NST leader: On AI and pseudoscience | New Straits Times

If you think junk food is bad, wait until you read scientific articles about junk food.

With the advent of artificial intelligence (AI), the culprits have moved from the food factory to the scientific paper industry.

An AFP report quotes a researcher as saying that two percent of all scientific papers are estimated to be produced in AI-supported paper mills.

As more and more paper rolls off the paper mill assembly lines, there will be many casualties. But two in particular stand out – academic and scientific institutions – as people lose trust in them.

Let’s start with academia. The academic culture of “publish or perish” is partly responsible for making it so easy for scammers to sell author rights to desperate researchers. It wasn’t always this way.

Admittedly, publishing academic articles in prestigious journals is an old practice. But back then, the culture was more of a “publish at will.”

Finally, one or two publications were enough to prove their scientific value.

Today, this is no longer the case, as there is little or no government funding for these institutions. Universities and research institutes are forced to rely on the prestige of their publications to raise funds.

Malaysian academic institutions have also been affected by the “publish or perish” culture since 2007, when federal funding began to dry up.

There are no figures on how many AI-powered scientific papers have been published by domestic academics, but that does not mean that plagiarized or fake papers are not a problem here.

An even greater concern is the death of science, which human intelligence helped to build but which is in danger of being buried by machine intelligence.

Integrity is the fundamental principle of scientific research. Without integrity, we no longer have any basis for trusting science.

The situation was so serious that 14 years ago, health journalists Ivan Oransky and Adam Marcus decided to create Retraction Watch, a website dedicated to tracking and publishing retractions of scientific literature.

Last year there were 10,000 withdrawals, wrote Nature Magazine.

It was noted that this was a sharp increase compared to the declines in previous years and it was described as being just the tip of the iceberg.

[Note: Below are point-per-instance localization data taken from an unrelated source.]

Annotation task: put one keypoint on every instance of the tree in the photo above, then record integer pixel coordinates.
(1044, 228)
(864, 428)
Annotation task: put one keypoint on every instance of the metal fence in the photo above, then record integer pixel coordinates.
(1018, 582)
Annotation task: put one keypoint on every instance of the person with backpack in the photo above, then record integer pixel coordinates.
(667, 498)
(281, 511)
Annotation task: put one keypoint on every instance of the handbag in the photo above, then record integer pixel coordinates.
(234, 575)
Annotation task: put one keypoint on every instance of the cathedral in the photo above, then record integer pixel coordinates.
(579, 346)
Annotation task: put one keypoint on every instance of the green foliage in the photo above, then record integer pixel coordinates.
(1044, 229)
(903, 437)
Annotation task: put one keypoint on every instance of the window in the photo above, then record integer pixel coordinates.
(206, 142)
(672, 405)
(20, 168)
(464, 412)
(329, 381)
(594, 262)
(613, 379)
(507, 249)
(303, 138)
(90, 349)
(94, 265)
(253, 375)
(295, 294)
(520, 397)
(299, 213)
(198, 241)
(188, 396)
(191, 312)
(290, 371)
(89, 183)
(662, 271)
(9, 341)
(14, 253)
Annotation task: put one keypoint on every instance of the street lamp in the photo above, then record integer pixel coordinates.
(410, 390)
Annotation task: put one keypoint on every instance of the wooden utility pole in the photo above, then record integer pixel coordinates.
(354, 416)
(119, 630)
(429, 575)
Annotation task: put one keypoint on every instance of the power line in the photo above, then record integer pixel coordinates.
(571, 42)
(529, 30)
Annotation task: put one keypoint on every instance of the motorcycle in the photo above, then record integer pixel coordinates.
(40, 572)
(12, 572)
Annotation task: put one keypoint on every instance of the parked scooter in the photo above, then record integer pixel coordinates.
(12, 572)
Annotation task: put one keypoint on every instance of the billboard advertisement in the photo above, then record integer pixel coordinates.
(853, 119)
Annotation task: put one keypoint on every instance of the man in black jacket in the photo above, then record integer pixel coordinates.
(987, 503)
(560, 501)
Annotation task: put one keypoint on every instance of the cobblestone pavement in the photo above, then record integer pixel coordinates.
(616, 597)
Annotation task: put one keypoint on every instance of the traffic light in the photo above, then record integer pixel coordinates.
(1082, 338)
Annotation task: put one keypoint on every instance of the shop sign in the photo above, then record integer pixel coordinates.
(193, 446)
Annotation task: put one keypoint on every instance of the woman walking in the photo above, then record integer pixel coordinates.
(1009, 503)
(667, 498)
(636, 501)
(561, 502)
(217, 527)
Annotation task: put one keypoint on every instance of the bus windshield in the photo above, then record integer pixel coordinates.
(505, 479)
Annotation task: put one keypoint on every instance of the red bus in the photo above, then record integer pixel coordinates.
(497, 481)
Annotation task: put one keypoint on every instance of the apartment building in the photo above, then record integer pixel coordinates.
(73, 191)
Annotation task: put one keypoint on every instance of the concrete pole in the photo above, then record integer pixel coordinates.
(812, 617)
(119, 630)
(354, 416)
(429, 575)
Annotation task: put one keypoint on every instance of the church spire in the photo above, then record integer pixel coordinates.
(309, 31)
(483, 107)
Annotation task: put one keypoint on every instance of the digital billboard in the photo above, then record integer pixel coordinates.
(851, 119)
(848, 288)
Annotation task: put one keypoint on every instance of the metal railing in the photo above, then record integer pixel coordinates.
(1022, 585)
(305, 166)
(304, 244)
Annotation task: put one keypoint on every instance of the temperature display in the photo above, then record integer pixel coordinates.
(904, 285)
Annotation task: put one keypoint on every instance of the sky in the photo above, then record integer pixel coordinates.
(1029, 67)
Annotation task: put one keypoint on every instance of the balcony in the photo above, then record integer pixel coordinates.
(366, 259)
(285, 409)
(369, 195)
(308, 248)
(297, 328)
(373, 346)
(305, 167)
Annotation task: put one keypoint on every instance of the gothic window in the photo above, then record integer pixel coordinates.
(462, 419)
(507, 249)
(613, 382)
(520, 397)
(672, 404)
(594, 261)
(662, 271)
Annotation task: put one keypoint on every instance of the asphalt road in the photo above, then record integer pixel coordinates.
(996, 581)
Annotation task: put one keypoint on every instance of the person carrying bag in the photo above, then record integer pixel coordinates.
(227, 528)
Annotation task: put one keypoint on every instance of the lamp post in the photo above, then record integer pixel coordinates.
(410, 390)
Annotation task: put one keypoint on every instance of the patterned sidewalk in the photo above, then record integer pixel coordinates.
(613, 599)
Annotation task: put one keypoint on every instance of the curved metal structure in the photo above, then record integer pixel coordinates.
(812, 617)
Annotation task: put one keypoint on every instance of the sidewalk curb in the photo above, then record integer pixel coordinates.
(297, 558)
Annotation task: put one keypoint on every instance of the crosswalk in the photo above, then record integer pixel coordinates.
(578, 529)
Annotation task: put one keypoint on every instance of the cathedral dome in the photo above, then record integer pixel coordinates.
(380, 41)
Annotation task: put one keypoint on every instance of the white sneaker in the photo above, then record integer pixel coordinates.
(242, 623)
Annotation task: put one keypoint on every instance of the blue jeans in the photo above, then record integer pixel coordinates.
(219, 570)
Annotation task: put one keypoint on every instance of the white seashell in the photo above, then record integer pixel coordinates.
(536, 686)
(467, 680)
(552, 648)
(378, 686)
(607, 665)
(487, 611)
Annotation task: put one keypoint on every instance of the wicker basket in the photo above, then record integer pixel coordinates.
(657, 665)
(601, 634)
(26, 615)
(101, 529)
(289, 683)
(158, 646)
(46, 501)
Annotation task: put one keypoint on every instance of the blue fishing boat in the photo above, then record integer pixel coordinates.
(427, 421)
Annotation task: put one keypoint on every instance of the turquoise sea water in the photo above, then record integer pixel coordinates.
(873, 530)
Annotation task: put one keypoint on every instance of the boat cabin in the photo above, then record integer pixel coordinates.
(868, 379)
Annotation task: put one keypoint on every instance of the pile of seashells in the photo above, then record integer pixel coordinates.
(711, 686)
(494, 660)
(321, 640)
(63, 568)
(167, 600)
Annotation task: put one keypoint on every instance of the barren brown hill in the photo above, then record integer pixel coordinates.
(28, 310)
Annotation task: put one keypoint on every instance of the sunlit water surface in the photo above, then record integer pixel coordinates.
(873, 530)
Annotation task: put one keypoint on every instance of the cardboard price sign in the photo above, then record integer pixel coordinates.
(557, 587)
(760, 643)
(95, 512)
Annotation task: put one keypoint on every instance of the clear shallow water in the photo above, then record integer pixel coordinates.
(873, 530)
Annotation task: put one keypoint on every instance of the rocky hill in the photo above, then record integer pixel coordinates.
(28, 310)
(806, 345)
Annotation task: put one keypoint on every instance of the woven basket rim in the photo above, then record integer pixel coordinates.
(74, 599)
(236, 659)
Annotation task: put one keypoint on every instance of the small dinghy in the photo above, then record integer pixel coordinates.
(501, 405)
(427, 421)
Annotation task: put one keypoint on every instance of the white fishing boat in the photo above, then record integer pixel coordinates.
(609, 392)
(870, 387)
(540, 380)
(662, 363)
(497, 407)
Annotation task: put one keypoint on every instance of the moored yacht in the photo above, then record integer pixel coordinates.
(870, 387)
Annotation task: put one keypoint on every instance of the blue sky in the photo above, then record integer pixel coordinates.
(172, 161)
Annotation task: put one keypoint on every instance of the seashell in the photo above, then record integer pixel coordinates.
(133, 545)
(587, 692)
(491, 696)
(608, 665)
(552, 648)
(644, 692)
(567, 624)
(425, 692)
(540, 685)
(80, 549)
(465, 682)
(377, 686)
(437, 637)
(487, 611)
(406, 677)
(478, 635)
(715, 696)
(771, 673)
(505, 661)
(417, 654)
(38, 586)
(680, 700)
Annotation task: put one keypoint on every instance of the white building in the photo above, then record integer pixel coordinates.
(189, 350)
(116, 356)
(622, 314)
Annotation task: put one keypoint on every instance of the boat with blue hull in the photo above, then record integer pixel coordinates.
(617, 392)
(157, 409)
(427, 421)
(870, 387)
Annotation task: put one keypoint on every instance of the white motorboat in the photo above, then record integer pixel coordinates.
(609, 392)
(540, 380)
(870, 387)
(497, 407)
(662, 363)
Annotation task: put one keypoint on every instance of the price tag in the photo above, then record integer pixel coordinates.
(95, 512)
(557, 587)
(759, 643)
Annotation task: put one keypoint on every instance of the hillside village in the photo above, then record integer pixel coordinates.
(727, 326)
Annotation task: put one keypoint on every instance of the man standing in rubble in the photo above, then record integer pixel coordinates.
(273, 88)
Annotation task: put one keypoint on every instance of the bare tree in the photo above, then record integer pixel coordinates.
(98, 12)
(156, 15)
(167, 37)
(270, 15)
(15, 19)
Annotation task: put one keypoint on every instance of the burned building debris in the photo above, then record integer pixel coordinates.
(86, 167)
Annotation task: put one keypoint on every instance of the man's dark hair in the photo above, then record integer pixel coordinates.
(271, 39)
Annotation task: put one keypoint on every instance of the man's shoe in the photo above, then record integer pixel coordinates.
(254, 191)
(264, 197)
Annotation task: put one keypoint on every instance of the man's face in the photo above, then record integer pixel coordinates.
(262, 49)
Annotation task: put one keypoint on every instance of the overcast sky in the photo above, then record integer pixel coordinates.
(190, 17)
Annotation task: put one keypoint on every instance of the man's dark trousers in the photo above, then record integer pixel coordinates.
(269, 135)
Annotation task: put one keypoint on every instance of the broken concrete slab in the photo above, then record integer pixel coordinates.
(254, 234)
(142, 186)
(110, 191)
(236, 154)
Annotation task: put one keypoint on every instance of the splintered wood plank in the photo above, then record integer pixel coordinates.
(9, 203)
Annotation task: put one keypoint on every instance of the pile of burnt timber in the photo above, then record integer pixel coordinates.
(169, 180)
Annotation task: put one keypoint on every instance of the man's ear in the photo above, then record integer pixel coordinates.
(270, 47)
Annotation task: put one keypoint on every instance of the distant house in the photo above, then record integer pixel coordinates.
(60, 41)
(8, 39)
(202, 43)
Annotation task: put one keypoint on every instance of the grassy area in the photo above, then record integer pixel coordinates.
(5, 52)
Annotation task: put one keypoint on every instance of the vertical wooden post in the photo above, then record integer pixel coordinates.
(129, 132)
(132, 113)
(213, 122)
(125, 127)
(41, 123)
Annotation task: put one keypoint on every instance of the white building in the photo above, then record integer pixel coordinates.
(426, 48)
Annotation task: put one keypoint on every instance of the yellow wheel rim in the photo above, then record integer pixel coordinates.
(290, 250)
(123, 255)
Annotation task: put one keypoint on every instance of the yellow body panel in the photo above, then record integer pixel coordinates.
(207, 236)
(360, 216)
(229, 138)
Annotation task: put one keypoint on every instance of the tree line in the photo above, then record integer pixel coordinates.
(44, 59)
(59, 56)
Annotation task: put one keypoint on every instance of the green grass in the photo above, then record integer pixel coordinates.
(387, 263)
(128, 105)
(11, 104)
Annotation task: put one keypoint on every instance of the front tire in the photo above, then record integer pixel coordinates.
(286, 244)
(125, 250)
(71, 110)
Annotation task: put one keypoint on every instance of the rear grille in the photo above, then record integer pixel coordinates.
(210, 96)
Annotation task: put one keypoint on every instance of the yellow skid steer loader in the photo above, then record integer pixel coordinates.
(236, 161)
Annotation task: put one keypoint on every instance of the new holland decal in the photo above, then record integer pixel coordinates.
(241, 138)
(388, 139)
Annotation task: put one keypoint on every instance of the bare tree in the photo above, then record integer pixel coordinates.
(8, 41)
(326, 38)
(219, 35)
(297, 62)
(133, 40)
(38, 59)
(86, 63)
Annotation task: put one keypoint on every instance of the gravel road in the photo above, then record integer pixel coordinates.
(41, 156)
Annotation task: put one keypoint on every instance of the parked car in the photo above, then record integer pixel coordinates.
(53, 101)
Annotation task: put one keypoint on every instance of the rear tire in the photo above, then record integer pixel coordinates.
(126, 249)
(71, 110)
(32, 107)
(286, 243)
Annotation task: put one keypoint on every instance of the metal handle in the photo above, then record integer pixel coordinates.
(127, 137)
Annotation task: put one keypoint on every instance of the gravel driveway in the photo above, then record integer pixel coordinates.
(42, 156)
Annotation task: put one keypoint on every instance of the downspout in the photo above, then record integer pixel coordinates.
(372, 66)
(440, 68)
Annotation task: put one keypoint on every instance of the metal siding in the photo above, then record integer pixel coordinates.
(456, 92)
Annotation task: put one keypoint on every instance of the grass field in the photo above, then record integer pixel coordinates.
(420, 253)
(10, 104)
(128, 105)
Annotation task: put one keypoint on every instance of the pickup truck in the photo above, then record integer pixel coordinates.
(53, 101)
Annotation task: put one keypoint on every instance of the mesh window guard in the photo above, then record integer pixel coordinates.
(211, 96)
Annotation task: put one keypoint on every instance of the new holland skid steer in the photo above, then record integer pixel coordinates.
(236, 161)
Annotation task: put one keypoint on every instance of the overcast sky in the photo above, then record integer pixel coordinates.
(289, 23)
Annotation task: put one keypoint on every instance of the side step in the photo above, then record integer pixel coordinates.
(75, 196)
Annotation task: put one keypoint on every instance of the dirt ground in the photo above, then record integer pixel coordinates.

One of the reasons given for the flood of bogus papers was fraud in peer review. The not exactly robust academic publication process must also be held responsible.

Want a blatant example of an introduction that recently found its way into an academic journal and was cited by the news agency?

It reads: “Here is certainly a possible introduction for your topic.” It says ChatGPT on it. How this scandalous sentence got past the editors of the scientific journal is a mystery.

Is there a way out of this AI chaos? Yes, there is. But first a point about academic or scientific forgeries.

This happened before the internet age, so we shouldn’t blame AI.

However, the impact of machine intelligence has multiplied.

A good step forward, starting with AI, is to develop machine intelligence in an integrity-friendly way. Science without integrity is just a sham. Another step is to put an end to the “publish or perish” culture.

There are other ways to measure academic prestige. One way to gain prestige is through excellent teaching. Science must be saved, not turned into a farce.